GH-32609: [Python] Add type annotations to PyArrow #47609

rok · 2025-09-20T19:53:21Z

This proposes adding type annotation to pyarrow by adopting pyarrow-stubs into pyarrow. To do so we copy pyarrow-stubs's stubfiles into arrow/python/pyarrow-stubs/. We remove docstrings from annotations and provide a script to include them into stubfiles at wheel-build-time. We also remove overloads from annotations to simplify this PR. We then add annotation checks for stubfiles and some test files. We make sure mypy and pyright annotation checks pass on stubfiles.

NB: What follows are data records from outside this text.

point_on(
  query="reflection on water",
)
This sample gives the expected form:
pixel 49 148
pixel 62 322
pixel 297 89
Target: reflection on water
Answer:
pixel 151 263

Annotation checks should be expanded until all (or most) project files are covered.

PR introduces:

adds pyarrow-stubs into arrow/python/pyarrow/
fixes pyarrow-stubs to pass mypy and pyright check
adds mypy and pyright check to CI (crudely)
adds a tool (update_stub_docstrings.py) to insert annotation docstrings into stubfiles

GitHub discussion: A new home for pyarrow-stubs? #45919
GitHub Issue: [Python] Type checking support #32609

dangotbanned

Hey @rok, I come bearing unsolicited suggestions 😉

A lot of this is from 2 recent PRs that have had me battling the current stubs more

dangotbanned · 2025-09-30T18:25:40Z

python/pyarrow-stubs/_compute.pyi

+    def __ge__(self, value: object) -> Expression: ...
+    def __le__(self, value: object) -> Expression: ...
+    def __truediv__(self, other) -> Expression: ...
+    def is_valid(self) -> bool: ...


Suggested change

def is_valid(self) -> bool: ...

def is_valid(self) -> Expression: ...

dangotbanned · 2025-09-30T18:38:21Z

python/pyarrow-stubs/compute.pyi

+def field(*name_or_index: str | tuple[str, ...] | int) -> Expression: ...
+
+
+def scalar(value: bool | float | str) -> Expression: ...


Based on

arrow/python/pyarrow/_compute.pyx

Lines 2859 to 2869 in 13c2615

@staticmethod

def _scalar(value):

cdef:

Scalar scalar

if isinstance(value, Scalar):

scalar = value

else:

scalar = lib.scalar(value)

return Expression.wrap(CMakeScalarExpression(scalar.unwrap()))

The Expression version (pc.scalar) should accept the same types as pa.scalar right?

https://github.com/rok/arrow/blob/24ec3c3b66b84d677caef02075e56703a7ad9d39/python/pyarrow-stubs/scalar.pyi#L400-L406

Ran into it the other day here where I needed to add a cast

https://github.com/narwhals-dev/narwhals/blob/cef3e0670ef2e208b3bfb071487c78de83b25e1f/narwhals/_plan/arrow/acero.py#L64-L65

dangotbanned · 2025-09-30T18:46:00Z

python/pyarrow-stubs/acero.pyi

+    @classmethod
+    def from_sequence(cls, decls: list[Declaration]) -> Self: ...


Suggested change

@classmethod

def from_sequence(cls, decls: list[Declaration]) -> Self: ...

@classmethod

def from_sequence(cls, decls: Iterable[Declaration]) -> Self: ...

The only requirement is calling decls.__iter__ here

arrow/python/pyarrow/_acero.pyx

Lines 534 to 556 in 13c2615

@staticmethod

def from_sequence(decls):

"""

Convenience factory for the common case of a simple sequence of nodes.

Each of the declarations will be appended to the inputs of the

subsequent declaration, and the final modified declaration will

be returned.

Parameters

----------

decls : list of Declaration

Returns

-------

Declaration

"""

cdef:

vector[CDeclaration] c_decls

CDeclaration c_decl

for decl in decls:

c_decls.push_back((<Declaration> decl).unwrap())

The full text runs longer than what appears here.